La création de la «Coalition des groupes armés de l’Ituri (Cogai)» n’est, en réalité, que l’arbre qui cache la forêt. Il s’agit d’un énième épouvantail qu’agite l’Ouganda afin de jouer, comme le Rwanda, sa partition dans le plan de balkanisation de la RDC.
Les «prédateurs» poussent Kampala à annexer les localités de la Province Orientale riches en or, pétrole, diamant, etc.
Au-delà du conflit identitaire entre Hema et Lendu qui mine depuis des années le district de l’Ituri (Province Orientale), des forces invisibles agissent dans l’ombre pour le contrôle des ressources naturelles de cette partie de la RDC, principalement l’or et le pétrole du lac Albert.
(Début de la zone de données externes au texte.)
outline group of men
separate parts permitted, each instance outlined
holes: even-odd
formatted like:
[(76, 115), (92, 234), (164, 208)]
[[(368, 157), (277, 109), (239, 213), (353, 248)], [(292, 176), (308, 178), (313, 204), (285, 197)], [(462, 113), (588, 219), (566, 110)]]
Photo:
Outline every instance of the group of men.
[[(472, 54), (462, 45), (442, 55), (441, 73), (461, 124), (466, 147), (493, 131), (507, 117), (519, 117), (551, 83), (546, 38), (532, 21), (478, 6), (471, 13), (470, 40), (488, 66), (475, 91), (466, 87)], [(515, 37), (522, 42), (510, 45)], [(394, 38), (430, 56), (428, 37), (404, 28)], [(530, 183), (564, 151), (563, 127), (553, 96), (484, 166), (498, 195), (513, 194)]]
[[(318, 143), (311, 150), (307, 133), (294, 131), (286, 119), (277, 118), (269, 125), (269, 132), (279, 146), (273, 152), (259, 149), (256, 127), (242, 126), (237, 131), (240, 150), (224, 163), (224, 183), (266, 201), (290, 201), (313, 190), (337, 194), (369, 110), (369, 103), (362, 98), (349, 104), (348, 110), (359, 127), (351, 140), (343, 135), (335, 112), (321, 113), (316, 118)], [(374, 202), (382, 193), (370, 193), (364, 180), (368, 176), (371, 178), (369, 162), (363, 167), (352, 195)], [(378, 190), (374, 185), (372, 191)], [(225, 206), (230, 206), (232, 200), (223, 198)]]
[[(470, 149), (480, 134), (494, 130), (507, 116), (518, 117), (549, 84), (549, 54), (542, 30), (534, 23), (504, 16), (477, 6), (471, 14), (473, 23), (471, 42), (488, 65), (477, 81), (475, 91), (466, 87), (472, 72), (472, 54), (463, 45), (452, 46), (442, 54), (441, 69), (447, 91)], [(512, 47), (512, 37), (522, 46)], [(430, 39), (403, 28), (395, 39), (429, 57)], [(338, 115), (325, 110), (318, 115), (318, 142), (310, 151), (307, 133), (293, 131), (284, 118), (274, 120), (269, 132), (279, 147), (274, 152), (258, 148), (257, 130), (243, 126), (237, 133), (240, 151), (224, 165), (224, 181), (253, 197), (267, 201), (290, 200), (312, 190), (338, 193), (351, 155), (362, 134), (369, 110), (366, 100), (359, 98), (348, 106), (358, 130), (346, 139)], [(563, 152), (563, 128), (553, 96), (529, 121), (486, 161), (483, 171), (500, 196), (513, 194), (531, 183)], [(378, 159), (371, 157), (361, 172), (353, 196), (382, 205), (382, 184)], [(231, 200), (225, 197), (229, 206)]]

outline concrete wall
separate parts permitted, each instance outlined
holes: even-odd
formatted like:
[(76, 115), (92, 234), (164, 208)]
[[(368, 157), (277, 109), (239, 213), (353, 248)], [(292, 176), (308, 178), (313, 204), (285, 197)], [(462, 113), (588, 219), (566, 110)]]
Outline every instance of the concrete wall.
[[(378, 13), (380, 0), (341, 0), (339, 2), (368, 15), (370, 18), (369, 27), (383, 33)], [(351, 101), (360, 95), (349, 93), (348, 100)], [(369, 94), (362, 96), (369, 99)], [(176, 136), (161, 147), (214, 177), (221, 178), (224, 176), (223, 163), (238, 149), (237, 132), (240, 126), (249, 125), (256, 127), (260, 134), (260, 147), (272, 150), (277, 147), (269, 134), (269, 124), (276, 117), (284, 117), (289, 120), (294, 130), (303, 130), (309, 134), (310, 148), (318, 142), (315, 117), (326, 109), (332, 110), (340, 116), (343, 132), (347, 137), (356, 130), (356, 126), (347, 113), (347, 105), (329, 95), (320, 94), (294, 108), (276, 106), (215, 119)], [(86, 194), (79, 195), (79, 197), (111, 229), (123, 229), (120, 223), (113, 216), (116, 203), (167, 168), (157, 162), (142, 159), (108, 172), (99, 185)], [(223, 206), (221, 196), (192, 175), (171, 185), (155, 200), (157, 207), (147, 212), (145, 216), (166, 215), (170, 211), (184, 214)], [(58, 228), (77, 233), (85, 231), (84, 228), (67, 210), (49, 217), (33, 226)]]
La création d’une Coalition des groupes armés de l’Ituri (Cogai) vient, comme une pièce, compléter le puzzle conçu par les balkanisateurs du pays et démonté à dessein de temps en temps afin de créer la distraction dans l’opinion nationale.
Ce qui est vrai est que la succession des faits n’est pas fortuite. Il y a certes une corrélation. En effet, les événements du Nord-Kivu qui mettent en cause les rebelles du M23 et ceux, tout récemment de l’Ituri, ont certainement le même fil conducteur. Ils tiennent à une logique qui, à terme, vise au démantèlement de la RDC.
Les révélations faites récemment par des mutins du M23 ont mis à nu l’implication de Kigali dans l’insécurité qui prévaut dans le Nord-Kivu. Il n’est pas exagéré d’affirmer que Kigali et Kampala sont en intelligence.
Depuis la guerre de libération de 1996 menée par les troupes de l’Alliance des forces démocratiques pour la libération du Congo (AFDL), le Rwanda et l’Ouganda ont toujours évolué en duo dans leurs actions en terre congolaise.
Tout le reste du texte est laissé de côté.